Indien und China gehörten zu den Ländern mit dem ausgeprägtesten Zusammenhang zwischen Zinskurvensteigung und anschliessendem BIP-Wachstum – dass ihre Zinskurven relativ steil verlaufen, ist ermutigend. Ebenso könnte es ein gutes Zeichen sein, dass man die flacheren Zinskurven in Ländern wie Israel, Japan, im Euroraum und in den USA antrifft, wo ein schwächerer Zusammenhang zwischen Zinskurvensteigung und anschliessendem BIP-Wachstum besteht. Jedenfalls werden die kommenden Jahre einen neuerlichen Test dafür liefern, ob man den Zinskurven verlässliche Wachstumsprognosen entnehmen kann.

Unter dem Strich

  • Die Zinskurven deuten auf stärkeres Wachstum in China, Indien, Chile und Brasilien hin.
  • Die Zinskurven deuten auf einen kräftigen Abschwung in den USA, im Euroraum sowie in Japan und Israel hin.
  • Alle 23 untersuchten Zinskurven weisen eine positive Korrelation mit dem sich drei bis fünf Quartale später einstellenden Wachstum auf.
  • Die Genauigkeit der Prognosen, die uns die Zinskurven liefern, zeichnet sich jedoch durch eine hohe Streuung aus.

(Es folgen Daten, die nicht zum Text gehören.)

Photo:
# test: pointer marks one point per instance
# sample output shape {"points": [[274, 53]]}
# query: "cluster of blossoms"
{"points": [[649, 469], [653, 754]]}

Erik Norland ist Executive Director und Senior Economist der CME Group und somit für die wirtschaftlichen Analysen der globalen Finanzmärkte verantwortlich. Dabei identifiziert er aufkommende Trends, bewertet wirtschaftliche Faktoren und prognostiziert deren Auswirkungen auf die CME Group und ihre Geschäftsstrategie sowie auf die Anleger, die an den verschiedenen Märkten des Unternehmens handeln. Er ist ausserdem einer der Sprecher der CME Group für Themen, die die globale wirtschaftliche, finanzielle und geopolitische Lage betreffen.